Iran pledged to counter the impact of a European Union oil embargo which took full effect on Sunday, saying it had built up $150 billion in foreign reserves to protect itself.
The EU ban on crude imports is part of a push by Western countries aimed at choking Iran’s export earnings and forcing it to curb a nuclear programme they fear includes weapons development. Tehran says it has no such plan.
“We are implementing programmes to counter sanctions and we will confront these malicious policies,” Mehr news agency quoted central bank governor Mahmoud Bahmani as saying. He said the effects of the sanctions were tough but that Iran had built up $150 billion in foreign reserves.
The EU banned new contracts for imports of Iranian crude in January, but allowed existing ones to continue until July 1. EU firms are also barred from transporting Iranian crude or insuring shipments under the sanctions.
“They signal our clear determination to intensify the peaceful diplomatic pressure,” British foreign secretary William Hague said in a statement. So far, sanctions have not forced Iran into concessions on its nuclear programme - in fact it demands that they stop before it will take steps to curb uranium enrichment - and France and Britain have signalled more measures could come.

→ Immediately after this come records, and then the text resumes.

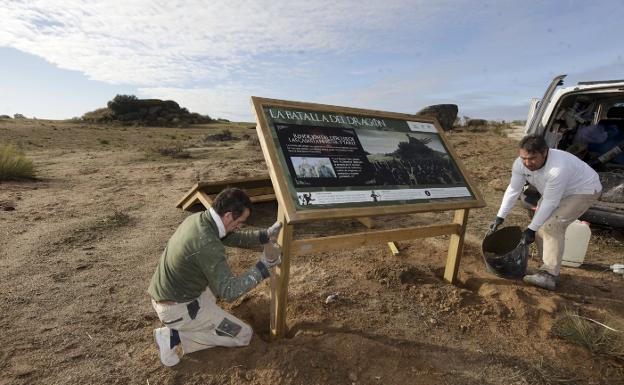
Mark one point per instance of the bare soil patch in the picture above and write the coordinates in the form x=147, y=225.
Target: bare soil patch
x=79, y=245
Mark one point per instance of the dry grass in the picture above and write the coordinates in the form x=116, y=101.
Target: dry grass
x=596, y=338
x=13, y=164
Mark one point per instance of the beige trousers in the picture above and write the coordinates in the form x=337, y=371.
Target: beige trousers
x=550, y=237
x=211, y=326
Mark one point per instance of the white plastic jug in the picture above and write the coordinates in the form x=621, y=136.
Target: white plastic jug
x=576, y=242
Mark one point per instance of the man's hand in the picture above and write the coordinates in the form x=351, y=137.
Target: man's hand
x=528, y=236
x=273, y=231
x=271, y=255
x=495, y=223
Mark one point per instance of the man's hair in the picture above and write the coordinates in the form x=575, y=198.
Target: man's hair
x=231, y=199
x=533, y=144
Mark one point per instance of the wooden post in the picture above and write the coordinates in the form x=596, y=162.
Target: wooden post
x=279, y=280
x=456, y=246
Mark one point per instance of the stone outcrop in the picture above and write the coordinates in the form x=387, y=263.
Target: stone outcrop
x=445, y=113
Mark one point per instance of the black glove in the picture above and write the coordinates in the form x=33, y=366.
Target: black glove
x=495, y=223
x=528, y=236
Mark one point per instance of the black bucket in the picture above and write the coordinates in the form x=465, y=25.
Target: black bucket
x=503, y=254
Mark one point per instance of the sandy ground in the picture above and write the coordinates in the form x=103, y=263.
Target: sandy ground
x=79, y=245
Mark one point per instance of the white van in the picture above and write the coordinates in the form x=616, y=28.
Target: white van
x=587, y=120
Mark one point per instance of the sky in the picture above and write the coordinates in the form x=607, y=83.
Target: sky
x=60, y=59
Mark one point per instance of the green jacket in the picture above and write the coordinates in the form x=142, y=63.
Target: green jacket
x=194, y=259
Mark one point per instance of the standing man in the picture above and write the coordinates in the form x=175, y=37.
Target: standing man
x=568, y=186
x=193, y=272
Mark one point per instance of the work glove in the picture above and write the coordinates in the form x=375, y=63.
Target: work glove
x=528, y=236
x=273, y=231
x=495, y=223
x=271, y=255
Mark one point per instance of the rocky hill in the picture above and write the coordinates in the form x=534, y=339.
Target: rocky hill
x=128, y=109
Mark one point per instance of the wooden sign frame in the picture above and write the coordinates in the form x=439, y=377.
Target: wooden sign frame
x=284, y=126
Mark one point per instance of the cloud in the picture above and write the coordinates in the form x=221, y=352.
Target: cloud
x=177, y=42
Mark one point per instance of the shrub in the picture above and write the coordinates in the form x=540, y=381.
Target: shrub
x=222, y=136
x=13, y=164
x=590, y=334
x=100, y=115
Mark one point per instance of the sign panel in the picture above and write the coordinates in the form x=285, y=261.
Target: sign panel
x=327, y=157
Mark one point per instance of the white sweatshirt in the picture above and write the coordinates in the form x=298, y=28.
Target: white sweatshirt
x=562, y=175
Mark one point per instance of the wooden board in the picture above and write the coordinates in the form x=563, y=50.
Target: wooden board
x=259, y=189
x=296, y=135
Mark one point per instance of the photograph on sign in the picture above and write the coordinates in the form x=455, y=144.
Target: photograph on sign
x=332, y=159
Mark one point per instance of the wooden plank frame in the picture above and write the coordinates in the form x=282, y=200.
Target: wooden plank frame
x=258, y=188
x=291, y=216
x=279, y=176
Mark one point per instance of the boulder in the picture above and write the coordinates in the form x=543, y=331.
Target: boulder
x=444, y=113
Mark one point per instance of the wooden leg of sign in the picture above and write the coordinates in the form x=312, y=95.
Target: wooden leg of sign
x=279, y=281
x=393, y=247
x=456, y=246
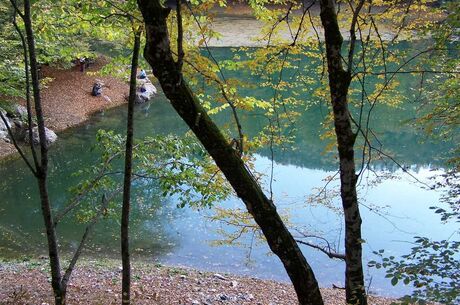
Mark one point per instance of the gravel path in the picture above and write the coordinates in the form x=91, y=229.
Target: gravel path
x=27, y=283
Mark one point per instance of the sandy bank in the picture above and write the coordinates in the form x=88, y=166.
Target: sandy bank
x=100, y=283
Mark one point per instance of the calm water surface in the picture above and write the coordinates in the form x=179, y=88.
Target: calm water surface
x=162, y=232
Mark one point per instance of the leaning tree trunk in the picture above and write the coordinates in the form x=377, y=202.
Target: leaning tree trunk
x=125, y=253
x=42, y=169
x=339, y=83
x=167, y=70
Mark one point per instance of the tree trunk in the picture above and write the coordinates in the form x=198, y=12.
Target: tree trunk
x=125, y=253
x=281, y=242
x=339, y=82
x=42, y=170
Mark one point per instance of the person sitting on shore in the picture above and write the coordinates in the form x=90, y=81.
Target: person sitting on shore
x=142, y=74
x=97, y=89
x=82, y=62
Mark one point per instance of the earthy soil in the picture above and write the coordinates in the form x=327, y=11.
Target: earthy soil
x=67, y=100
x=94, y=283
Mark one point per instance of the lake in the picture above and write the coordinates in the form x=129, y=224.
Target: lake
x=393, y=210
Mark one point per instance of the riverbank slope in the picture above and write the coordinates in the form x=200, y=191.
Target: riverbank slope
x=99, y=282
x=67, y=100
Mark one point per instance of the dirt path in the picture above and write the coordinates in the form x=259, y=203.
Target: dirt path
x=93, y=283
x=67, y=99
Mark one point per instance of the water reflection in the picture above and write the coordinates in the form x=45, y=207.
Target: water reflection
x=183, y=236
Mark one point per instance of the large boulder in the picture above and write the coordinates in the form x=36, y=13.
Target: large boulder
x=145, y=91
x=51, y=137
x=3, y=126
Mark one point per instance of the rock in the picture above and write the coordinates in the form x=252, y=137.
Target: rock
x=219, y=276
x=145, y=91
x=50, y=136
x=3, y=126
x=223, y=297
x=4, y=136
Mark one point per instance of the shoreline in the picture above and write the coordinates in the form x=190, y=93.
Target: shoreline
x=99, y=282
x=67, y=101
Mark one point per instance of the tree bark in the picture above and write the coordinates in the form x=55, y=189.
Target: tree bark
x=42, y=170
x=165, y=68
x=125, y=253
x=339, y=83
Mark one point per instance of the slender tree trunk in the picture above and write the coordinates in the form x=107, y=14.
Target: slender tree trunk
x=125, y=253
x=339, y=83
x=42, y=170
x=167, y=70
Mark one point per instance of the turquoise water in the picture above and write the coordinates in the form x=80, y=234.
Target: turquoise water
x=164, y=233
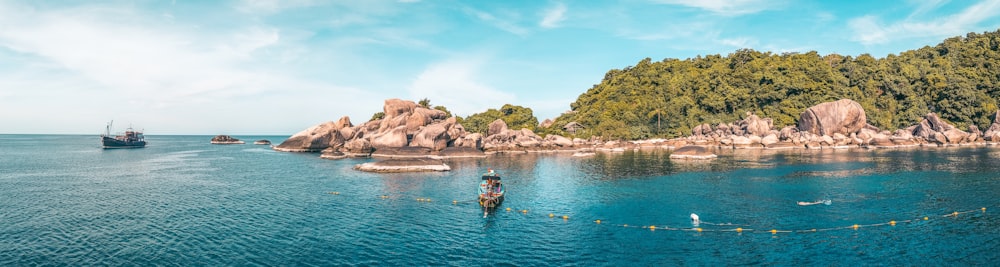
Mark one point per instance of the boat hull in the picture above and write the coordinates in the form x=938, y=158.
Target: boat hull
x=490, y=202
x=109, y=142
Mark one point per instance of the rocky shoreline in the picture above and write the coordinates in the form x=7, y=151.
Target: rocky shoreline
x=410, y=135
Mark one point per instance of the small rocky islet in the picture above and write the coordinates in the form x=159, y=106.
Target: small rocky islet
x=414, y=138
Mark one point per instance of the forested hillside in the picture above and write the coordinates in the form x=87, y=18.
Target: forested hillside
x=959, y=79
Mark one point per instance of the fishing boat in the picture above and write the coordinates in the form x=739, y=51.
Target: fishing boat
x=131, y=138
x=491, y=192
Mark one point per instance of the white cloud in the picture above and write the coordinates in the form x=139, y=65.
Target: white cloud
x=456, y=85
x=740, y=42
x=108, y=60
x=506, y=23
x=273, y=6
x=868, y=29
x=554, y=16
x=727, y=7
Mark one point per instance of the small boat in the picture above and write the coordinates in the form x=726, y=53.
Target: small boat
x=131, y=138
x=491, y=192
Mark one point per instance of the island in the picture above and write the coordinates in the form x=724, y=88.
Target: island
x=694, y=107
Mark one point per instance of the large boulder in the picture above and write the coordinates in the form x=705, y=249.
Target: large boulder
x=756, y=126
x=842, y=116
x=395, y=107
x=692, y=152
x=559, y=140
x=702, y=129
x=393, y=138
x=225, y=140
x=358, y=148
x=932, y=128
x=314, y=138
x=434, y=136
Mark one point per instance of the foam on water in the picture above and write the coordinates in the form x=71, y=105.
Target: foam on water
x=182, y=201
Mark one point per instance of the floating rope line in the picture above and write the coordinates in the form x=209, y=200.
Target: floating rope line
x=774, y=231
x=741, y=228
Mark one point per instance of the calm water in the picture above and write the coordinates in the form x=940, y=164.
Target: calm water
x=182, y=201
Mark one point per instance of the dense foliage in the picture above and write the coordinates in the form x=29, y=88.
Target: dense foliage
x=516, y=117
x=958, y=79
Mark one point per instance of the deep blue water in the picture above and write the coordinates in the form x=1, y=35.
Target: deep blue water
x=181, y=201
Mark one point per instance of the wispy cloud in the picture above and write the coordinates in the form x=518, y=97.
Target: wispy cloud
x=507, y=23
x=727, y=7
x=871, y=30
x=457, y=84
x=554, y=16
x=136, y=62
x=273, y=6
x=739, y=42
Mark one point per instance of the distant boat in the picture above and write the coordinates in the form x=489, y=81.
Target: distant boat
x=131, y=138
x=262, y=142
x=491, y=192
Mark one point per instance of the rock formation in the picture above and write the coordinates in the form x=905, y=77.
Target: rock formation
x=842, y=116
x=692, y=152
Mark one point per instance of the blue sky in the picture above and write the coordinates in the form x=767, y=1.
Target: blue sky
x=277, y=67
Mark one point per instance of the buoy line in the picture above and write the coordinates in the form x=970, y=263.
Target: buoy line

The US has imposed a new round of sanctions that could punish countries dealing in Iranian oil, although it gave exemptions to 20 oil buyers. “All options have been planned in government to counter sanctions,” Iranian oil minister Rostam Qasemi said in comments on the ministry's website. Qasemi said oil importers would be the big losers if a blockade leads to price rises.
But there are signs of the embargo having an impact on Iran’s economy. Its oil exports,which according to the EU represent half the government's income — have fallen by 40% this year.